We are all to busy to stop and smell the roses. We don't realize what God has done for us, we look at what he hasn't. And the truth is, that he has blessed us more than we can imagine.So what if he hasn't given us the nice car, or the money, or the things we want. But what about Family? Or Friends? Or a free country? This is all a blessing from God. God blesses us in ways you wouldn't believe. I am thankful for what he has given me, even when I don't show it.

:)





Tuesday, February 1, 2011

He Isn't a Quck Fix

Quick Fix? That's the term some people use to describe Jesus. That's the term people are using to describe our Savior. I heard this at Youth last night, and as Jim was talking to us and telling us about this phrase, it most definitely hit me.

Jesus wasn't a "Quick Fix." He isn't just some random guy we go to for advice in our life or for a miracle or two. He was a man so full of knowledge, and glory, that all people could do was praise him and thank him.  He cured men who were blind, cured those who were dead, and gave people strength to do work. These weren't just "Quick Fixes" that lasted a couple of hours, they lasted for the rest of their lives. 

I choose to live my life through Jesus Christ. He isn't my quick fix, he is the Son of God, and made it possible for me to die and go to Heaven.

Thursday, January 27, 2011

The Start

Today, I have decided to make a blog. I'm not sure how updated it will be, but I will try to keep it as updated as I can.

I am a sophomore. I am 16. I like to learn, except for what someone is teaching me is wrong. I have very strong religious views about life. I know what I want from life.

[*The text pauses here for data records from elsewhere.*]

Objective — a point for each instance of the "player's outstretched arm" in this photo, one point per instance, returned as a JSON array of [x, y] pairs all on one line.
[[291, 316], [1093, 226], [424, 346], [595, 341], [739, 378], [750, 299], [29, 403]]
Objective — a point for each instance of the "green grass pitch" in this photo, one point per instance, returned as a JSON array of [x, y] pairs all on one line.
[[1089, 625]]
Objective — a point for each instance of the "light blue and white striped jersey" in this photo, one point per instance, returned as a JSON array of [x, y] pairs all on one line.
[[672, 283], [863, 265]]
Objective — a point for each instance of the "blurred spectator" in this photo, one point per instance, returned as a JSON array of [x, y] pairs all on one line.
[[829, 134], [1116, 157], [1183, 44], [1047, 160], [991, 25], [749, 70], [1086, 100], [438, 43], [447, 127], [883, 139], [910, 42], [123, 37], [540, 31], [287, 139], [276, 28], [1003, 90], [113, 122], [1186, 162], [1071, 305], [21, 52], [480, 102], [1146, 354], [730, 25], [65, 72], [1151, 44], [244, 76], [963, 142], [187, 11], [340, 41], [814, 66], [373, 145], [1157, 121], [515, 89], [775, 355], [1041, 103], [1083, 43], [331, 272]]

I have made several starts in my life, and this is just another. Except for this start, wont finish for a very long time. I have done a lot of adventrous things in my life. This is just another. I want this blog to not only be about me, but the people that are around me and the impact they have on me. I will share my several crazy ideas and opinions, take it or leave it. You don't have to read this.

Let's start with my family. I have a mom, and a dad. My parents mean a great deal to me, I wouldn't be where I am today without them.  am the oldest of four kids, there are 2 girls, and 2 boys. All of us are very much different, and that is also why we are so close. Obviously there is some sibling rivalry, but what family doesn't have that.

James is the oldest boy, he is 13, James is the more athletic and outdoorsy out of all of us.

Sam is the youngest boy, and he is 9, Sam is definitly the wild child, and the best artist.

And then there's little miss Abbi who is 8. She is the baby of the family, definitly the one who is the more motherly and has the most sass.

This picture is all of our mixed personalities working together.
Life is just a series of starts, this is just another. This will be an adventure for me and for you.